Chocó : scène de guerre
Près de la municipalité de San José del Palmar, dans le département de Chocó, un sous-officier et neuf soldats de l’Armée nationale ont été blessés après avoir été attaqués avec des explosifs lancés depuis des drones.
Les informations officielles attribuent l’attaque contre l’armée au front Ernesto Che Guevara de l’Armée de libération nationale de l’ELN qui opère dans la zone. Des unités de la force aérospatiale colombienne ont été mobilisées sur place à bord de différents avions pour évacuer les blessés et tenter de retrouver les auteurs de cette attaque.
On sait actuellement que les soldats sont en convalescence dans différents centres de santé.

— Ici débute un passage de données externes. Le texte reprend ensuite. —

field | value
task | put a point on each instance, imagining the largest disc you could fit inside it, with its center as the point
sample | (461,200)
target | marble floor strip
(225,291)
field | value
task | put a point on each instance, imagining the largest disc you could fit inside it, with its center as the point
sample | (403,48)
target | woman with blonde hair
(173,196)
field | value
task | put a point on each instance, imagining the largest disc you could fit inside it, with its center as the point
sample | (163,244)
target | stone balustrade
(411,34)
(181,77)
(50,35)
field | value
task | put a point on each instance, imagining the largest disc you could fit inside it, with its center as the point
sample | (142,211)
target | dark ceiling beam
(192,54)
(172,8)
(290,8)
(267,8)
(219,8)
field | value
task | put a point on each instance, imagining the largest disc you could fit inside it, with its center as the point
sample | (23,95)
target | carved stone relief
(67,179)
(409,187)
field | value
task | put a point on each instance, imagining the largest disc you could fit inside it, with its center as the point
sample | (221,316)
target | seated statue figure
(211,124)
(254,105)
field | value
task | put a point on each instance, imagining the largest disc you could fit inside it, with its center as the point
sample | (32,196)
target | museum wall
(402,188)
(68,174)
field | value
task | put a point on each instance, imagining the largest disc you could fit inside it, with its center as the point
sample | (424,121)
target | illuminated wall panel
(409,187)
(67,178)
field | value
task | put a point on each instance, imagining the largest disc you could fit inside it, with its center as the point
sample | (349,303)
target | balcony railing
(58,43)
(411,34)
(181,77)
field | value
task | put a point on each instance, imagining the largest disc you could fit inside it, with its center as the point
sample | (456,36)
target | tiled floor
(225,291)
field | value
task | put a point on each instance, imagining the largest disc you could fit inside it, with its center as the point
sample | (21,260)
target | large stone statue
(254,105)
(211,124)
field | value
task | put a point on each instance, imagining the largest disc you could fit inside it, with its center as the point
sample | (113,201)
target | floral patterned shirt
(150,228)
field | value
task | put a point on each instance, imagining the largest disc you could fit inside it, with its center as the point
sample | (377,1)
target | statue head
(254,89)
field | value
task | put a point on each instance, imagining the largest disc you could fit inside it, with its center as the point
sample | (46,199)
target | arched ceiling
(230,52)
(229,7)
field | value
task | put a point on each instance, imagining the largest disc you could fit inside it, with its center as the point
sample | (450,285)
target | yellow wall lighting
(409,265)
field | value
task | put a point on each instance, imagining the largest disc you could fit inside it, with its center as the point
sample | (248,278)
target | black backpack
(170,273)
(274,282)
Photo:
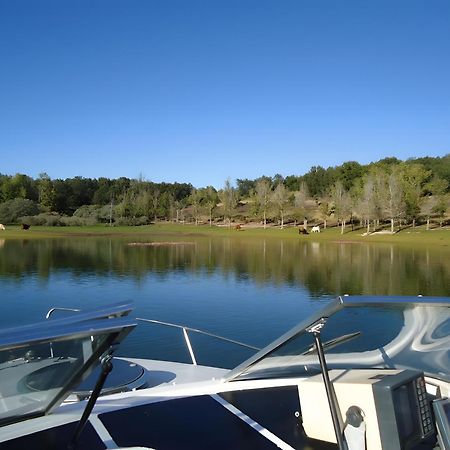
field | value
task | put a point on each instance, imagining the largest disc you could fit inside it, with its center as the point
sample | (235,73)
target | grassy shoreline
(415,236)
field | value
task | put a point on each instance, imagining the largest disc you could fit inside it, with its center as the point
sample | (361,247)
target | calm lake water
(250,290)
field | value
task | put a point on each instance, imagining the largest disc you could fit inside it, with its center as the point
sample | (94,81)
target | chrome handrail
(195,330)
(52,310)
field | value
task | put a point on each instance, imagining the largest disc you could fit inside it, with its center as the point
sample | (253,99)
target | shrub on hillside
(12,210)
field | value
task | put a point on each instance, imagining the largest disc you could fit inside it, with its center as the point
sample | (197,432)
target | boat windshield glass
(41,368)
(363,332)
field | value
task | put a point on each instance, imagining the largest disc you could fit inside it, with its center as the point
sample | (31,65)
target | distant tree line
(388,191)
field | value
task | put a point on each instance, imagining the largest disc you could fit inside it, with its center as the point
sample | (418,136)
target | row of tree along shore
(389,193)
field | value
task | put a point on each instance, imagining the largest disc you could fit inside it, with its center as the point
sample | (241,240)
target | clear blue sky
(199,91)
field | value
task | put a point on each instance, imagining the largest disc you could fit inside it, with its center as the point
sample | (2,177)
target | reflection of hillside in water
(323,268)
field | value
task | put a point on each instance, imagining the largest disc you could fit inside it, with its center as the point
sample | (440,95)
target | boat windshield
(362,332)
(41,364)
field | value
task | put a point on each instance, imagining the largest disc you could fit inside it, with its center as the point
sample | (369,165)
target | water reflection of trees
(323,268)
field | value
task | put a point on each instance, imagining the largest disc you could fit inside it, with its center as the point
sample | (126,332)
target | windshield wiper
(333,342)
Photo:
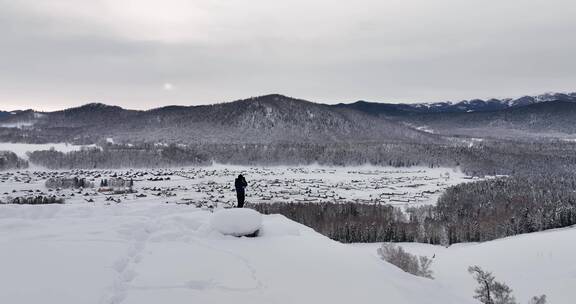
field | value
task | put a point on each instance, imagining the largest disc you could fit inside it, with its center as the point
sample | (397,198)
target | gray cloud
(56,54)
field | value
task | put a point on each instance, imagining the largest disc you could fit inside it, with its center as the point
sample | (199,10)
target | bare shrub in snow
(490,291)
(416,265)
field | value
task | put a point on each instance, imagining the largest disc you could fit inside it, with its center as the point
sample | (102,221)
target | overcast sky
(146,53)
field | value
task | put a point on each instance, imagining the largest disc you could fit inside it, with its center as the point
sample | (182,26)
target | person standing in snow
(240,184)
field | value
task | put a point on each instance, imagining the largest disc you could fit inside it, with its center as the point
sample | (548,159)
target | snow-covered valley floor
(151,252)
(531,264)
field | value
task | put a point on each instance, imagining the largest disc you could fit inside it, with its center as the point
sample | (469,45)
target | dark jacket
(240,183)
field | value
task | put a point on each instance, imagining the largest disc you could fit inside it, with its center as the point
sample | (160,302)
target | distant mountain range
(466,106)
(276,118)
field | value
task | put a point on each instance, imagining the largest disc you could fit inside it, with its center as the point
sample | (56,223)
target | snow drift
(236,222)
(151,252)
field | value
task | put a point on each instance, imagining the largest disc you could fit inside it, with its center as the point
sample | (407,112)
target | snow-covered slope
(151,252)
(531,264)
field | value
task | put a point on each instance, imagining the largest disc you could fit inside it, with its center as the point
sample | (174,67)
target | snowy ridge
(150,252)
(532,264)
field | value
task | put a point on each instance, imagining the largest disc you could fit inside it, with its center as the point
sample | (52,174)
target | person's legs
(240,196)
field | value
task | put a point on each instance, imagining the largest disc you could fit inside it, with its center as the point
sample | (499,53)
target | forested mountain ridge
(265,119)
(465,106)
(279,119)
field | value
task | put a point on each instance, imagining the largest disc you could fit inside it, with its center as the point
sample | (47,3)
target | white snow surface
(148,251)
(236,222)
(531,264)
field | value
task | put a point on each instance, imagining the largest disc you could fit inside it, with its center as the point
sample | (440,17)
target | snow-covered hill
(531,264)
(151,252)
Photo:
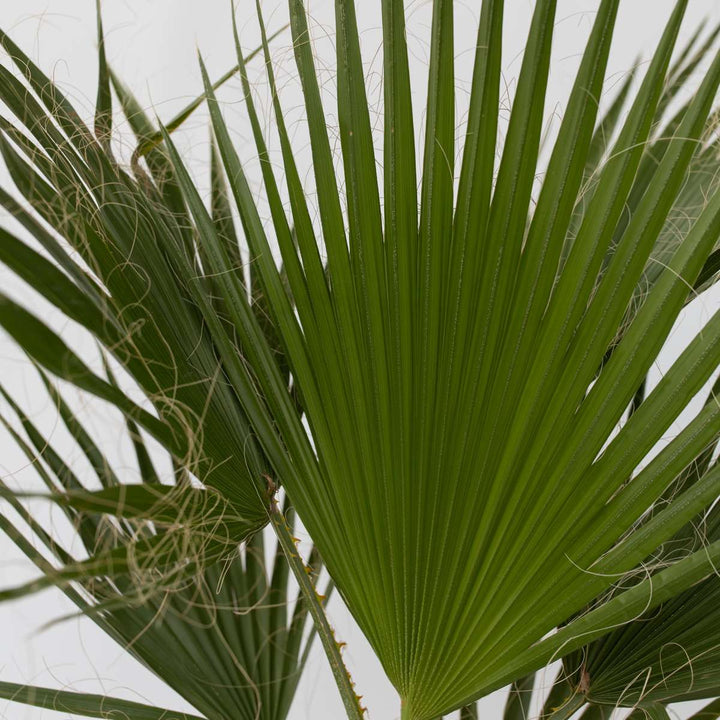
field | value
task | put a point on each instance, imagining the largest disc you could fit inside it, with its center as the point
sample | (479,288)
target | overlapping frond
(229,636)
(456,401)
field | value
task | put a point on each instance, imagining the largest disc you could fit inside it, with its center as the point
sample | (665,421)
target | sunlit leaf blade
(517,705)
(87,705)
(212,624)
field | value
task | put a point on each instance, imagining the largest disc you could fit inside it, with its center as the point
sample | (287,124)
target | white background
(152,45)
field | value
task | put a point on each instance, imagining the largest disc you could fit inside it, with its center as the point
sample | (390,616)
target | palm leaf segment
(230,637)
(463,368)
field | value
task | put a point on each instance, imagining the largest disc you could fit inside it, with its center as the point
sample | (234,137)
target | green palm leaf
(451,401)
(229,637)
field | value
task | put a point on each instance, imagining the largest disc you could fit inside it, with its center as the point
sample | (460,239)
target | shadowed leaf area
(447,370)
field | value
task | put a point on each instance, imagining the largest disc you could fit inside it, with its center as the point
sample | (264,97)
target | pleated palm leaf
(672,653)
(230,637)
(465,358)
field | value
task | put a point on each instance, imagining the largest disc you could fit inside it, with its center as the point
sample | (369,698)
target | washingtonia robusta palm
(450,384)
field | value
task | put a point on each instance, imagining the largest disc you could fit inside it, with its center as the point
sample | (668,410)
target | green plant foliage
(672,653)
(230,637)
(447,373)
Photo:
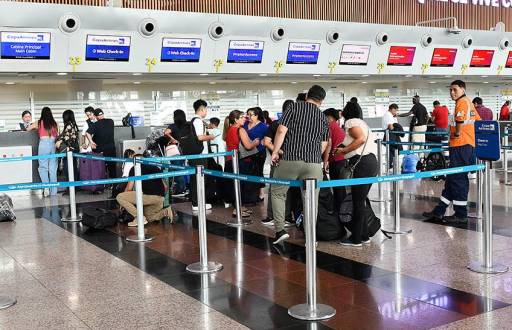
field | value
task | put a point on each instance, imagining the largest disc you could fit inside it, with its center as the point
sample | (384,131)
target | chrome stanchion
(140,237)
(72,197)
(311,311)
(238,220)
(203,266)
(487,266)
(396,193)
(6,302)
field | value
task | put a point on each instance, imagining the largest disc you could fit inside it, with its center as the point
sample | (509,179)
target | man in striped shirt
(302,135)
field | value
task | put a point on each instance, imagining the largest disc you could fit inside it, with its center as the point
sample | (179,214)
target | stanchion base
(211,267)
(136,239)
(235,223)
(477,267)
(6,302)
(303,312)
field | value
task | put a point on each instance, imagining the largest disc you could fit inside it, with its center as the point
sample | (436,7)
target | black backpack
(187,138)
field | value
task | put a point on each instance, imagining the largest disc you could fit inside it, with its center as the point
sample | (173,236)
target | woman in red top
(234,133)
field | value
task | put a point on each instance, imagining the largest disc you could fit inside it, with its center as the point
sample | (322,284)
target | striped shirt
(307,129)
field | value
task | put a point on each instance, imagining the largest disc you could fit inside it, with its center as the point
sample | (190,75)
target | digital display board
(354,54)
(401,55)
(443,57)
(303,53)
(107,48)
(180,50)
(481,58)
(25,45)
(244,51)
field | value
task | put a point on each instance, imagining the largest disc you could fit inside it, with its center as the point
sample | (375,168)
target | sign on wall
(243,51)
(107,48)
(180,50)
(25,45)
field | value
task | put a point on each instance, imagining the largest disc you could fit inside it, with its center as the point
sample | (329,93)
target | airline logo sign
(180,50)
(245,51)
(303,53)
(483,3)
(107,48)
(25,45)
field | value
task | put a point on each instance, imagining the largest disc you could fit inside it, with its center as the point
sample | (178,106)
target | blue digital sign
(107,48)
(303,53)
(25,45)
(487,138)
(241,51)
(180,50)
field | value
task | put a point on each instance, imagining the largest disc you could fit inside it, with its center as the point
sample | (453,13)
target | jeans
(47,167)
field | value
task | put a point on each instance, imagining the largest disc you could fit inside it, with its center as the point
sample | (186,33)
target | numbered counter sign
(487,138)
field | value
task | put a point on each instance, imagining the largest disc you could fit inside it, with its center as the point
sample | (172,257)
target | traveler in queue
(360,150)
(153,192)
(462,148)
(101,137)
(418,122)
(48,132)
(484,112)
(234,135)
(303,134)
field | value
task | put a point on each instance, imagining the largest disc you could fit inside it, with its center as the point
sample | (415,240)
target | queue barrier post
(72,197)
(203,266)
(396,193)
(487,266)
(311,311)
(141,236)
(238,221)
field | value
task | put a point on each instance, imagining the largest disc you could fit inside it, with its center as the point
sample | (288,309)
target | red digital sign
(481,58)
(509,60)
(444,57)
(399,55)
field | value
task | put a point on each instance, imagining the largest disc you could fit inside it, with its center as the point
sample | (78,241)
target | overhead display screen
(25,45)
(443,57)
(401,55)
(481,58)
(354,54)
(303,53)
(243,51)
(180,50)
(107,48)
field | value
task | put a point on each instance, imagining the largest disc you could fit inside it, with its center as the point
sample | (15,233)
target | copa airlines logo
(483,3)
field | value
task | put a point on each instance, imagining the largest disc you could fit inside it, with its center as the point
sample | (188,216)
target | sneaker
(349,242)
(281,236)
(267,222)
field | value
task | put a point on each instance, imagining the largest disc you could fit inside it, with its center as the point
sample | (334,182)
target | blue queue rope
(38,157)
(399,177)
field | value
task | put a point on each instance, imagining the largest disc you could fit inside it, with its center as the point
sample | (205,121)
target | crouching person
(153,192)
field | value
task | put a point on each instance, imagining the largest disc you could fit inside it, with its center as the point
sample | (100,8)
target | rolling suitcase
(92,170)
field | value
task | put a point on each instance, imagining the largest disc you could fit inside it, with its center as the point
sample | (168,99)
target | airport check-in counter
(15,144)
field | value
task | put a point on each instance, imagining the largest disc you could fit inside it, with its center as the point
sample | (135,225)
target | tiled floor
(66,276)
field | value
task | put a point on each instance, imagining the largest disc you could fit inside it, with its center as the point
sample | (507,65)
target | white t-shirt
(371,146)
(388,119)
(200,130)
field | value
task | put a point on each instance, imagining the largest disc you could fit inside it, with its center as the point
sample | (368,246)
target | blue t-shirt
(257,132)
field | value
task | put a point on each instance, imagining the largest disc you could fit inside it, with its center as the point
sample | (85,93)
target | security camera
(277,33)
(216,30)
(147,27)
(333,36)
(426,40)
(504,43)
(69,23)
(467,41)
(382,38)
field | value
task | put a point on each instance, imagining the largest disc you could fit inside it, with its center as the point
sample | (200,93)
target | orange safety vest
(465,114)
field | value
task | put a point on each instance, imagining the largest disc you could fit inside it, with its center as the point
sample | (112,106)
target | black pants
(367,167)
(193,181)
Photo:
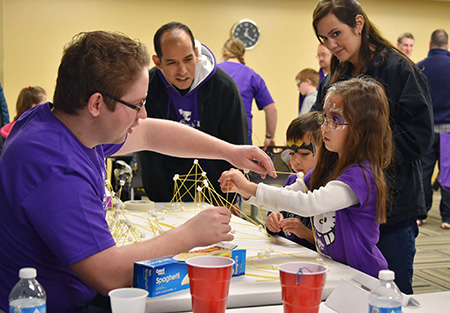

Avec un drone, l’ELN a attaqué l’armée, 10 soldats ont été blessés, l’incident s’est produit dans le village Alto del Oso, dans la municipalité de San José de Palmar, Chocó. pic.twitter.com/Ac6U2AmETX
– CNC CHOCÓ (@cncchoco) 15 janvier 2026
L’utilisation de drones est devenue l’une des armes préférées des groupes armés irréguliers en Colombie, tandis que l’Armée nationale considère que cette attaque viole le droit international humanitaire (DIH) et génère des risques élevés, non seulement pour les soldats, mais aussi pour les personnes qui habitent ces zones d’opérations du groupe irrégulier.
Ces derniers jours, l’Armée Nationale a mené l’Opération Denver, qui a entraîné la mort de Hernán Chica Palacios alias « Santiago », leader de l’ELN dans la zone. Cette attaque contre la Force Publique est donc considérée comme une action de représailles.
Attaques à Cauca
Le département de Cauca, l’une des zones où l’ordre public est le plus agité en Colombie, a connu un nouvel épisode de violence lorsque le commissariat de la municipalité de Suárez a été la cible d’un harcèlement armé composé d’impacts d’un drone et de tirs contre le bâtiment de la police et ses occupants.
Après l’attaque, un protocole de sécurité et de contrôle de zone a été activé entre la police et l’armée dans le but de contrecarrer l’action. Le groupe responsable n’a pas encore été identifié car différents groupes armés irréguliers opèrent dans le département de Cauca ; toutefois, aucun blessé n’a été signalé parmi les membres de la force publique ou parmi la population civile.
La force publique appelle à l’attention sur l’utilisation croissante de drones et insiste sur le fait que cette arme représente un danger grave pour la force publique, mais aussi pour la population civile.